Balbir Dutt is a veteran Indian journalist. He is the Founder and Chairman of Hindi daily Desh Pran. He is also the author of several scholar books. Dutt is the recipient of prestigious Padma Shri award. Dutt, at present, is the most experienced active journalist in India. He is into active journalism for last 62 years.

==Early life==
He was born in Rawalpindi in British India to a prominent and scholar family. His father Shri Shivdas Dutt was a renowned businessman in Rawalpindi. His studies and upbringing took place in Rawalpindi, Dehradun, Ambala and Ranchi.

==Career==
Dutt started journalism in Ranchi and became editor of "Ranchi Express" in 1963. He edited weekly "Jai Matrubhumi" and daily "Desh Pran". He has been a writer and columnist in many newspapers and magazines. He is a member of, working Committee of South Asia Free Media Association, South Asian Association for Regional Cooperation.
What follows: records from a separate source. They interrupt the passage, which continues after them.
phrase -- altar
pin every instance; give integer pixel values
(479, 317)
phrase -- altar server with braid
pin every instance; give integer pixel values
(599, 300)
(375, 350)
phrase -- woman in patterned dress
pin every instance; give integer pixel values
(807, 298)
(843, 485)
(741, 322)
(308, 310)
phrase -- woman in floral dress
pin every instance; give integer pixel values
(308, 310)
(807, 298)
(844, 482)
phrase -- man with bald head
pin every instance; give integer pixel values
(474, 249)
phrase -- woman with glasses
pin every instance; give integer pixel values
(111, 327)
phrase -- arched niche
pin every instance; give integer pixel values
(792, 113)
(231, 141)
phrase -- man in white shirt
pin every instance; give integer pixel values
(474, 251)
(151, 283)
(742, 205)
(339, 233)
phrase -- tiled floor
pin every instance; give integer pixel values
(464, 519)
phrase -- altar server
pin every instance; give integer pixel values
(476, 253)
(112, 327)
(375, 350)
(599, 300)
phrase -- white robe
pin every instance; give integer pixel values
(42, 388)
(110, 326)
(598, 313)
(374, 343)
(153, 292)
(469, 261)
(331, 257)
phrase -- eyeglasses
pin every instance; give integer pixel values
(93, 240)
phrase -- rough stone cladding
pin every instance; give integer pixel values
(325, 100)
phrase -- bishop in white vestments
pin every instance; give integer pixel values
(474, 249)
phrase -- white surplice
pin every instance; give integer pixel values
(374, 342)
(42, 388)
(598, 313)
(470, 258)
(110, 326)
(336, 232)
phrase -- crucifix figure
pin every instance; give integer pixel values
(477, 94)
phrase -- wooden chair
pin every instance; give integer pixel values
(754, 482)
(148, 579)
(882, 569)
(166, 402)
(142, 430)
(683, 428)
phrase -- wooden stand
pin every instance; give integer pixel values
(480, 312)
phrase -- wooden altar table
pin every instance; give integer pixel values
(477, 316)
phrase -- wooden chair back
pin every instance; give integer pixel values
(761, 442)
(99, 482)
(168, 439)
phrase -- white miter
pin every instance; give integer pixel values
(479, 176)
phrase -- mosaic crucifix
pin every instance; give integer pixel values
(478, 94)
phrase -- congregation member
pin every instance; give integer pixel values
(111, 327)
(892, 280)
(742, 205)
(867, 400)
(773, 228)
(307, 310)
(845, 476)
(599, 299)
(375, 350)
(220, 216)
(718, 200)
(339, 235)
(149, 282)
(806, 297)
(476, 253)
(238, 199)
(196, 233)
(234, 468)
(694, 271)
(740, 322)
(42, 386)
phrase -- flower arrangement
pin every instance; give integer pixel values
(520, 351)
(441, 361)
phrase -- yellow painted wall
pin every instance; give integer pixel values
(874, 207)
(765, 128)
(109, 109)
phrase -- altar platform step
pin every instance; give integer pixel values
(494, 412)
He is also a member of the "Editors guild of India" and "National Union of Journalists". He has taught editorial journalism and newspaper management in Ranchi University as a Guest Lecturer for 25 years.

==Works==
Balbir Dutt has written several books namely "Kahani Jharkhand Andolan Ki", Safarnama Pakistan", "Jaipal Singh: Ek Romanchak Ankahi Kahani, Emergency ka Kahar aur Censor ka Zahar, Bharat Vibhajan aur Pakistan ke Shadyantra and Datan-E-Pakistan. He is currently working on several books on Jharkhand, Politics, Journalism and Partition of India

==Awards and recognition==
Dutt is the recipient of "Rashtriya Patrakarita Puraskar", "Patrakarita Shikhar Samman", "Jharkhand Gaurav Samman", "Krantikari Patrakarita Puraskar", "Lifetime Achievement Award" by Government of Jharkhand, Times Business Award, "Mahanayak Sharda Samman". In 2017, He was honoured with Padma Shri by Pranab Mukherjee, the then President of India for his distinct achievements in the field of journalism.